If you are the parent of small and school-age children, here are some ideas on how to make the Seder fun and memorable for your kids:
(1) Broadway in your Living Room - In our home, my husband and children prepare short, funny plays that they intersperse throughout the Seder. Every year the seder begins, for example, with my husband and children walking in our front door carrying suitcases, and calling out, “I’m wiped out! It’s been a long journey from Egypt!”
These plays are one of the main highlights of seder night for my children. Now that my children are a bit older, they spend weeks and weeks preparing plays on their own before Passover night.
(2) 4 Questions in the Spotlight - Young children in Jewish schools have been practicing Mah Nishtana for weeks and maybe even months with their teachers.

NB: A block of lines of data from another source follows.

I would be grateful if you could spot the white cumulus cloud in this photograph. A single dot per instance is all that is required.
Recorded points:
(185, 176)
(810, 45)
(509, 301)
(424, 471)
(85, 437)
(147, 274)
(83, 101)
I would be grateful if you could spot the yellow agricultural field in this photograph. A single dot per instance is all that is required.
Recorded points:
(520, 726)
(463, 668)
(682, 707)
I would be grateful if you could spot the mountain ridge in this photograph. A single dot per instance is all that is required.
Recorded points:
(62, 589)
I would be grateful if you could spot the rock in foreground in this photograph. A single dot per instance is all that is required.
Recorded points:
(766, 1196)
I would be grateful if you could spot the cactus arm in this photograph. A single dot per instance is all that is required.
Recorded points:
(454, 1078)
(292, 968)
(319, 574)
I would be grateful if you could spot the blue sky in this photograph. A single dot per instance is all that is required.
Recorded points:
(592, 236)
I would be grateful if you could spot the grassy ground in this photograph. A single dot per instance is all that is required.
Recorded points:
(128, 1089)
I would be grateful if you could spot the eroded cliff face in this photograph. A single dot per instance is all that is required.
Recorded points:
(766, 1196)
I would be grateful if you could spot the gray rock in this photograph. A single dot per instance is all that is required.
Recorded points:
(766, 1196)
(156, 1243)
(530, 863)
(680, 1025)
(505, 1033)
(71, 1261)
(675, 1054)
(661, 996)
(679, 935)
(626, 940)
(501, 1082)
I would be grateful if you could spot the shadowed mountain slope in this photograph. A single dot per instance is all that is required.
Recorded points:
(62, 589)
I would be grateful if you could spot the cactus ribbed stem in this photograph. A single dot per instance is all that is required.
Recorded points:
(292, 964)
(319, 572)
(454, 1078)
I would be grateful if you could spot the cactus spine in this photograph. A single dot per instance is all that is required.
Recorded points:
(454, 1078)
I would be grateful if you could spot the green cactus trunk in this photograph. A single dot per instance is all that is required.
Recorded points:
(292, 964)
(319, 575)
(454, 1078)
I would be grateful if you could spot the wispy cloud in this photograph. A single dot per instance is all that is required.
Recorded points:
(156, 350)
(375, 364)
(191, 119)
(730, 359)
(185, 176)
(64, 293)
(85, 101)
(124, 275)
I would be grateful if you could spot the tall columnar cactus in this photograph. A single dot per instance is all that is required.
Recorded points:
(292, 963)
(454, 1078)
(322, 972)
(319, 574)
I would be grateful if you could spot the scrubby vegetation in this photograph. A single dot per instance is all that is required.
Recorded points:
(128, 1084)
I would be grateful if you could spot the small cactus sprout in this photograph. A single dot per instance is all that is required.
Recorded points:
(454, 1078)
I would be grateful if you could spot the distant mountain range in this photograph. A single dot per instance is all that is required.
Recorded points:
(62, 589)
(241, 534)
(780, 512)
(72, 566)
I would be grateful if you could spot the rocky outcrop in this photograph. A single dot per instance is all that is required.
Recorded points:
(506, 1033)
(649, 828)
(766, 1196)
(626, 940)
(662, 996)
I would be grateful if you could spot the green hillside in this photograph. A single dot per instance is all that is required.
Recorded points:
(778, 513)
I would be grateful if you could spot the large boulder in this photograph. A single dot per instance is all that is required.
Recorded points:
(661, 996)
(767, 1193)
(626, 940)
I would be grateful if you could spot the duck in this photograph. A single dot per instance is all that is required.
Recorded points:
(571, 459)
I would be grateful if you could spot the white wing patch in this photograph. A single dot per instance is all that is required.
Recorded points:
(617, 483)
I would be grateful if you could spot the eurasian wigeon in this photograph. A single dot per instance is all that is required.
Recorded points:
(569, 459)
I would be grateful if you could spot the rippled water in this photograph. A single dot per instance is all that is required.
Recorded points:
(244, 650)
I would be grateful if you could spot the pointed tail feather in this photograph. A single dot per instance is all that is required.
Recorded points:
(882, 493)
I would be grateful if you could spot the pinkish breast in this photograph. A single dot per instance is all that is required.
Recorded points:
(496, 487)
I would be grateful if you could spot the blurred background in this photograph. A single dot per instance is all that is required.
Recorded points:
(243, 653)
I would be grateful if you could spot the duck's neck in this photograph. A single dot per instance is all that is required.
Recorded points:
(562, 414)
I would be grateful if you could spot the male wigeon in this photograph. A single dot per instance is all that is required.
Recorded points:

This is their long-awaited moment of stardom. Take time to stand all the kids up on chairs, and let each of your smallest children sing the 4 Questions on his or her own.
(3) 10 Plagues Props - When my husband announce the 10 plagues, my kids run into the living room demonstrating the plagues: wearing sunglasses during the Plague of Darkness, covered with red stickers during the Plague of Boils, and throwing ping-pong balls in all directions during the Plague of Hail. They look forward to this all year.
(4) Candy for Questions - Seder night is not a time to worry about your kids’ teeth. In our home, every child who asks or answers a question at the Seder receives a toffee. This encourages the kids to not be shy, and to get the questions rolling. It is also a good idea for parents to prepare age-appropriate questions for each child.
Here are some more amazing ideas for kid-friendly seders from Rabbi Da’vid and Rebbetzin Reva Sperling. (You can see a 6-minute class by Rabbi Sperling on this topic here.)
(5) Walk like an Egyptian - During each of the plagues, one person at the table pretends that he or she is an Egyptian suffering during a given plague: scratching his head during the Plague of Lice, or terrified at the sight of her water during the Plague of Blood.
(6) Don’t Drag it Out - Longer, adult-oriented discussions on the Haggadah and Passover are reserved for when the meal is served and the children are searching for the Afikomen. This means that the pace of the Seder is relatively quick, so young children do not become bored.
(7) Dayenu Thank You - After the song Dayenu every person at the table recalls something good that happened to them that year for which he or she wants to thank G-d. An engagement, a new puppy, a cure from illness.
(8) Preparing the Haggadah - During the weeks before Passover, the parents assign each child a part of the Haggadah to prepare. For younger children, this means that they learn how to read a paragraph or, for the very young, even a line of the Haggadah. For older children, this means that they prepare a small talk (Dvar Torah) on an assigned topic that they deliver at the meal.
(9) Crying Out - When the Haggadah says that the Israelites “Cried Out” every person at the table cries out in his or her own way. One yells “Oy! I can’t stand it any more!”, one cries “Mommy!”, one pleads, “Dear L-rd, take us to the Promised Land!”
(10) The Eternal Nation - When the Haggadah mentions all the enemies who rise up against us in every generation, every guest mentions an enemy of the Jewish People: the Roman Empire, the Spanish Inquisitors, the Crusaders, Nazi Germany, Soviet Russia. Then the leader of the seder says, “And where are all those mighty empires today? They are all gone! And where are we? The Jewish people has always outlived all of its enemies!”
Some last practical suggestions for the day before the Seder.
- Naps are a must for all children during the day before the Seder so children will be able to stay up late.
- Have a stock of boiled eggs, potatoes, and chicken soup for the day before the Seder (or whatever your kids like to eat) so kids won’t come to the Seder starving.
- Have a babysitter take young children to the park or zoo on the day of the Seder so you can prepare in peace and so children won’t have to associate Passover with the stress of last-minute Passover preparations.
To this day, I still remember my family seders as one of the highlights of my childhood, and I pray that my own children’s happy memories of Seder night will accompany them for the rest of their lives. Even if you can only integrate 2 or 3 of the ideas I’ve suggested here into your own seder, that will still go a long way to making Seder night what it is supposed to be: a unique opportunity for our children to experience how holy and sweet it is to be a Jew.